Morgan Park guard Ayo Dosunmu, one of the top basketball players in the city, said he found Parker’s words inspiring.
“It was really honest,” Dosunmu said. “I identified with a lot of what he said about what it’s like to live in Chicago. I thought it was very true to life. It’s cool for him to tell other people what it’s like. I want to make it out too, hopefully play in the NBA and then come back and help this city. I was born and raised here so I would definitely want to come back and impact things.”
Parker’s high school coach, Robert Smith, thinks the violent death of former Farragut star DJ Tolliver earlier this summer has impacted Parker.
“I’ve been talking to [Parker] lately and I think when DJ Tolliver got killed that shook him a bit. He thought DJ was a really good player. DJ grew up in [the Sonny Parker Foundation, run by Jabari’s father] so he spent a lot of time with him.”
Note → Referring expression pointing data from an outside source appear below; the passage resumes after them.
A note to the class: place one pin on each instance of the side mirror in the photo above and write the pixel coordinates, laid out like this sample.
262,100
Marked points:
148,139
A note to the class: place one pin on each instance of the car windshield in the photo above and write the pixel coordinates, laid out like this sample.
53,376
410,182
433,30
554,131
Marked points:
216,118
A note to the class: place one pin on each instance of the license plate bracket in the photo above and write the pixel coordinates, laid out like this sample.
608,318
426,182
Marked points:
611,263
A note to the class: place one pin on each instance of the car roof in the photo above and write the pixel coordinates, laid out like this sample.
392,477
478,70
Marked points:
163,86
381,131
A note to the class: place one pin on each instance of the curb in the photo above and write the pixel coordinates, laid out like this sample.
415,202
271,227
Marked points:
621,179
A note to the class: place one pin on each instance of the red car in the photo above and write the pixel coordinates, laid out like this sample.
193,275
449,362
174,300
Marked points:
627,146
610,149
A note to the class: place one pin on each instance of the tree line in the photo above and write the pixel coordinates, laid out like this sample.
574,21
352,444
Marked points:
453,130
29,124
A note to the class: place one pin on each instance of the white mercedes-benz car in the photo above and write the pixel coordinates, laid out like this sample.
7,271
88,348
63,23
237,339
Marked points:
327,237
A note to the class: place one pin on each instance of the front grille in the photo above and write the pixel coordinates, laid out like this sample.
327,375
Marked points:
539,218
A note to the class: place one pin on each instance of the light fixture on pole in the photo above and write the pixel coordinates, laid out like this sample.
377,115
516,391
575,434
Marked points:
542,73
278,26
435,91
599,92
It’s been an especially violent summer for former high school basketball players. Tolliver, Jonathan Mills and Cory Hughes were all shot and killed locally. Parker’s former teammate, Saieed Ivey, was shot and killed in Los Angeles.
“It’s made me want to work harder to get out,” Dosunmu said. “Chicago is a big city, but everybody that plays basketball knows one another. Jon Mills dying, that was something that hit a lot of people hard. A lot of us looked up to him.”
Getting out of the city has been a common theme lately. Simeon had two quality players move away this summer, including Devonire Glass. Smith said Glass’ mother wanted him out of Englewood.
“Jabari’s a really good kid and I think a lot of stuff is starting to weigh on him, that the city is starting to get a bad reputation,” Smith said. “It used to be known for basketball, just a couple years ago. And now when you see people from other states all they ask about is the violence.”